Pairing Bruckner's Eighth with Dvořák's Eighth might seem a very uneven choice, but on careful listening, one discovers many similarities such as the abrupt change of dynamics, masterly use of woodwind and percussion together with a most sincere outpouring of both composer's hearts and souls.
But it is Giulini's readings that fascinate the most, particularly the Bruckner masterpiece, which for absolute purity of sound and attention to detail can seldom be surpassed. Giulini had two stints with the Philharmonia, the first way back in the early sixties when he was carving out his reputation as a fine conductor.
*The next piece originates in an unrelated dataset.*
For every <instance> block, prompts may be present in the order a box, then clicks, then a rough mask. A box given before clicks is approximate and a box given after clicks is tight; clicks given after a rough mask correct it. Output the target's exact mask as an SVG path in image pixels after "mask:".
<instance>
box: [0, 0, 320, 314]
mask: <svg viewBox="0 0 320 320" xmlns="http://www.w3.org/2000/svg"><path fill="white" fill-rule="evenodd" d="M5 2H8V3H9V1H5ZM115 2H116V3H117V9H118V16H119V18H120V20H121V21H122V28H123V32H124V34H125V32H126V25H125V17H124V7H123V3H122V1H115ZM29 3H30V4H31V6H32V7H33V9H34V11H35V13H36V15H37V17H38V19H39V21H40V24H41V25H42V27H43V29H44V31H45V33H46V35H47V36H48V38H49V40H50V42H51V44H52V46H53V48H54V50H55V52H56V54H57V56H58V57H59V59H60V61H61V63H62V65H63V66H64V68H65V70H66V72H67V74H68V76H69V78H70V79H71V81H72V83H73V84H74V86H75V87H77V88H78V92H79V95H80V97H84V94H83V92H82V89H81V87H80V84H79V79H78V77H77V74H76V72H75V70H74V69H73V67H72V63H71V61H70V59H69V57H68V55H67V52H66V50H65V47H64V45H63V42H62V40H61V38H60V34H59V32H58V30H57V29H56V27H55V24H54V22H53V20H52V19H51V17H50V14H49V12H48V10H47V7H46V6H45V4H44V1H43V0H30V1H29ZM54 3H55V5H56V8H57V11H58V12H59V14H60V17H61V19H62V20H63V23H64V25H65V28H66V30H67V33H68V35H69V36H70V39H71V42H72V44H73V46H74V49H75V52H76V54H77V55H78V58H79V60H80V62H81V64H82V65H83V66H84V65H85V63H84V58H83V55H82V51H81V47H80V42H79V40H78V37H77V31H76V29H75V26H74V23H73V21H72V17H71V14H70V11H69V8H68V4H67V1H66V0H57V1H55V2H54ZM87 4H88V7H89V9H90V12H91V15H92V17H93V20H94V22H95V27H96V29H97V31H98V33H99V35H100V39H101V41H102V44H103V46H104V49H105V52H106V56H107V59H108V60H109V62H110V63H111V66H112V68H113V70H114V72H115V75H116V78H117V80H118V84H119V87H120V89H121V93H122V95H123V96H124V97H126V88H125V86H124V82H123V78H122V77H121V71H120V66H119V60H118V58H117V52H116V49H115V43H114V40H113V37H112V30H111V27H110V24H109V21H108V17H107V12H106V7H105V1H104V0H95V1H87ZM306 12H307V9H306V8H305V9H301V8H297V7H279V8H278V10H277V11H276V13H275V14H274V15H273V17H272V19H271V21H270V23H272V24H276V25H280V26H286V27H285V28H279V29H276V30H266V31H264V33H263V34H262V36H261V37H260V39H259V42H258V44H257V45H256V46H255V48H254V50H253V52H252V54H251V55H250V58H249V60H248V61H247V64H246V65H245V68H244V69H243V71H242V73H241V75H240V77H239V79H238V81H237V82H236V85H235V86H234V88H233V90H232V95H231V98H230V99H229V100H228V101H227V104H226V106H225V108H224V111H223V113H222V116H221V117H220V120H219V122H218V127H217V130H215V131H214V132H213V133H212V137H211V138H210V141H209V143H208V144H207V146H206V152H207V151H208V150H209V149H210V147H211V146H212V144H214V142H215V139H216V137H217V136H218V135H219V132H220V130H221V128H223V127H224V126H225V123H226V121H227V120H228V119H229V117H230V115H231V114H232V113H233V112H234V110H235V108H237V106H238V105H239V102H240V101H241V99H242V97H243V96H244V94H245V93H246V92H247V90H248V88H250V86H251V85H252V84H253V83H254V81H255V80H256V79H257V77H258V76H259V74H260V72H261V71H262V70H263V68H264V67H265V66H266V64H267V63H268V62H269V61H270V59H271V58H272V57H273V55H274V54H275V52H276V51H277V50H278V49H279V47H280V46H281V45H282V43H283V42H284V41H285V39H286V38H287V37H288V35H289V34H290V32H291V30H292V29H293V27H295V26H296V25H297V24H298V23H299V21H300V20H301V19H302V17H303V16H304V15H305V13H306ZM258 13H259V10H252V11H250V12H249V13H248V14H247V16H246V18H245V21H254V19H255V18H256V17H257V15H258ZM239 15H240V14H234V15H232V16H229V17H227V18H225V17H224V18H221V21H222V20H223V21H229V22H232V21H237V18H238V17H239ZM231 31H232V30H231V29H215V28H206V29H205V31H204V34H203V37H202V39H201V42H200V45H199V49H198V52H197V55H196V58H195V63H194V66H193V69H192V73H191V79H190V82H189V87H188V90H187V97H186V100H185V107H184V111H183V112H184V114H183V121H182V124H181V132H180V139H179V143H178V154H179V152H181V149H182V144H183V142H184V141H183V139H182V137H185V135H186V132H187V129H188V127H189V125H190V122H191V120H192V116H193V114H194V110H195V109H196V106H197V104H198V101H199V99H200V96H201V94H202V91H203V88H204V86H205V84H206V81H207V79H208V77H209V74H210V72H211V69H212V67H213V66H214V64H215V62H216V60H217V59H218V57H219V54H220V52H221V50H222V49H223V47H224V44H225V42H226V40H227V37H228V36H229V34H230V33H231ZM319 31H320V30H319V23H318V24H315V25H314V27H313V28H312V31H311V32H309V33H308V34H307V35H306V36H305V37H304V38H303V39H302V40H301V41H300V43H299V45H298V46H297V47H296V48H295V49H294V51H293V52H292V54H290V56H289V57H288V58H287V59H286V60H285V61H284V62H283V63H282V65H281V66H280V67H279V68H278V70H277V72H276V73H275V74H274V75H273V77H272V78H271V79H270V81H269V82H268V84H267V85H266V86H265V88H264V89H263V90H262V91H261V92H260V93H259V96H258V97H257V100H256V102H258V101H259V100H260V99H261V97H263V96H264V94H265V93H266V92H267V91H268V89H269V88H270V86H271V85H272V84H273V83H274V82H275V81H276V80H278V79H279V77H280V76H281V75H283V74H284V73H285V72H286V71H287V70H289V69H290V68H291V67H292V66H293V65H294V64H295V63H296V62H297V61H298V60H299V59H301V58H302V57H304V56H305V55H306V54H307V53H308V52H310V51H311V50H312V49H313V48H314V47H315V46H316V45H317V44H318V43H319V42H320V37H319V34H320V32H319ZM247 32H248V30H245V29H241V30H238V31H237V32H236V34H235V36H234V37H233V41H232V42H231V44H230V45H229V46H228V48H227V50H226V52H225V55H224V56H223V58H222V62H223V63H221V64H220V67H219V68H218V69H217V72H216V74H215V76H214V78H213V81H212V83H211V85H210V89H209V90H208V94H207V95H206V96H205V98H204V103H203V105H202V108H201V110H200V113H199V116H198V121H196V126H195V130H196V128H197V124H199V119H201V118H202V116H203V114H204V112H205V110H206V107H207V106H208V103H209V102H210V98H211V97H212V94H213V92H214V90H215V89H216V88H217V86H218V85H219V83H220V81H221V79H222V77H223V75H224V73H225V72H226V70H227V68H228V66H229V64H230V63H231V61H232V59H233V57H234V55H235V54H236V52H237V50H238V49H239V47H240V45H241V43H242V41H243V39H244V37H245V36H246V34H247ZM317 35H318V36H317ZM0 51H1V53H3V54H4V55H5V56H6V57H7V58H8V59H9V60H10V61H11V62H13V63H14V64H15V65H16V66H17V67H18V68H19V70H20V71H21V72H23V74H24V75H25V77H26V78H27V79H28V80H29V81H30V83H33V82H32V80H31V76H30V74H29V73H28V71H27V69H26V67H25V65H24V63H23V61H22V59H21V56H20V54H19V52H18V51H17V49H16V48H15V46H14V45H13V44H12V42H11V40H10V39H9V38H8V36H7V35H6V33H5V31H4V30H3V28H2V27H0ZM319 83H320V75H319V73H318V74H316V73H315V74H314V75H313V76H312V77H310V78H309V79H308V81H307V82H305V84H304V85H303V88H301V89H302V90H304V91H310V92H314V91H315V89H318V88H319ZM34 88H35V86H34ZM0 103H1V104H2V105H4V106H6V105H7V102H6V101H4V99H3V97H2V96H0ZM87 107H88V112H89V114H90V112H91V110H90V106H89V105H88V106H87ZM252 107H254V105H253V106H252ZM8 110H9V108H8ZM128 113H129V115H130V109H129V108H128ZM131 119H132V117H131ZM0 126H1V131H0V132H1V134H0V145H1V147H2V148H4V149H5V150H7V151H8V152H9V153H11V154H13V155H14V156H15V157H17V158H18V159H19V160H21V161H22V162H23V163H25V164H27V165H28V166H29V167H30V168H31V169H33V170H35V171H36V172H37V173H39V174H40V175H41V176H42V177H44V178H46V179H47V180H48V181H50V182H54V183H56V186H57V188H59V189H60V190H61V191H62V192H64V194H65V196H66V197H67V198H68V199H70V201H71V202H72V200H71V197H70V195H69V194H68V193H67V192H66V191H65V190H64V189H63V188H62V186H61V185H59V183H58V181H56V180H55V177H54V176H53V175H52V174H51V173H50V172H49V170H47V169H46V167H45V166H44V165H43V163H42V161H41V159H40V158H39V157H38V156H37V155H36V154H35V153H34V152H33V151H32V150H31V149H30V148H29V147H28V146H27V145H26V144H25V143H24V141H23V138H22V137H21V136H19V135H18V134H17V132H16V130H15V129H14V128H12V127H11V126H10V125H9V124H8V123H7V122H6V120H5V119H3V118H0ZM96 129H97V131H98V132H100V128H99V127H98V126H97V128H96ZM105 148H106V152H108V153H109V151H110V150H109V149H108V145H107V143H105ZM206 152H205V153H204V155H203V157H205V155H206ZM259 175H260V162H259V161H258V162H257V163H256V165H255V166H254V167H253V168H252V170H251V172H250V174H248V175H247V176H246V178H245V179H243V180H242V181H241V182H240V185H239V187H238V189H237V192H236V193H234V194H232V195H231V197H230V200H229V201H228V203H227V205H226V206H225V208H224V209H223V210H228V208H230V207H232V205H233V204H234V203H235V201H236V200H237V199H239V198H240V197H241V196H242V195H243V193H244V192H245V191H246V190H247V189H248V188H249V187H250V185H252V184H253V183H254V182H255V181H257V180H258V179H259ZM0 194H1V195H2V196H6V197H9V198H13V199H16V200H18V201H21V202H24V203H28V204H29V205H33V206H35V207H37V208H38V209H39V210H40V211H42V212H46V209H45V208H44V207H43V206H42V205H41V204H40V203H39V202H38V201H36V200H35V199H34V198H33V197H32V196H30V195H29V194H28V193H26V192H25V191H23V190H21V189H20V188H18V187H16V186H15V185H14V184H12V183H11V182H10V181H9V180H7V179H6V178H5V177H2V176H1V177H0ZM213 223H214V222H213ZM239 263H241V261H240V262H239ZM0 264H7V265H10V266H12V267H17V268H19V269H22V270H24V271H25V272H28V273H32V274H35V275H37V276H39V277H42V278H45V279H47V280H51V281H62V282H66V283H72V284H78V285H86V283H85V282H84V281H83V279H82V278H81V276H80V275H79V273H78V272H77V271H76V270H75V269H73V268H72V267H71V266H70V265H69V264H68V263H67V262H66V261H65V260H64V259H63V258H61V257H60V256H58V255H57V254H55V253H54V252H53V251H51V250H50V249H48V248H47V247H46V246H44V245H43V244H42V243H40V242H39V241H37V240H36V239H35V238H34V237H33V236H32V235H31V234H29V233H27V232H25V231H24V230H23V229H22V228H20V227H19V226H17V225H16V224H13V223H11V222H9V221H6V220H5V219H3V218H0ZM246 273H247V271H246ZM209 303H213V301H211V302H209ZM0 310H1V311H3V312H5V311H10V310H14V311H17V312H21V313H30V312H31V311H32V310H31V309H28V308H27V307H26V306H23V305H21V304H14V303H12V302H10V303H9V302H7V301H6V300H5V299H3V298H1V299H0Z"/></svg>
During this period, he would choose many virtuoso pieces, but by the eighties his interpretative style changed and he became a more thoughtful and searching conductor. The Bruckner is from this latter period when Giulini was lured back to the Philharmonia after a stormy period for the orchestra. It was taped at the Royal Festival Hall on the 18th of September 1983 in immaculate sound and balance.
Giulini's reading is a tightrope of a version between great dramatic tensions and searing outburst of majestic beauty. Climaxes are perfectly judged and the final coda tends to swallow up all the previous energy, so strong is its cataclysmic intensity. The Dvořák G Major was recorded at the Proms on the 8th of August 1963, which is almost 20 years earlier than the Bruckner and the difference in Giulini's conducting is very evident. The dance like tunes that permeate this symphony are very lending to Giulini's virtuoso approach to most of the works he conducted and his exuberance serves him in good stead in delivering an interpretation that is fresh, lyrical and when required, also eloquently dramatic, particularly in the outer movements. This work is considered to be Dvořák's most uneven symphony, but in Giulini's hands it reveals itself as a very tight and cogent piece full of memorable tunes that one keeps humming long after the excitement has died down.
The recording, as in the Bruckner, is of a very high quality and considering that this is also a live performance, I have only plaudits for the engineers responsible. This 2 disc album is concluded with Rossini's Semiramide Overture, a real orchestral showpiece taped at the Royal Festival Hall two months after the Dvořák Concert, In spite of its sparkling and buoyant music, this Overture makes pretty lightweight stuff after two such outstanding symphonies but Giulini's light and breezy reading makes it all the more welcome, an excellent dessert after a thought-provoking meal. My only qualm on this album is the rather boxy sound of this overture, but this is a minor misgiving when compared to the joys on offer. If only for the Bruckner, do not hesitate to add to your collection.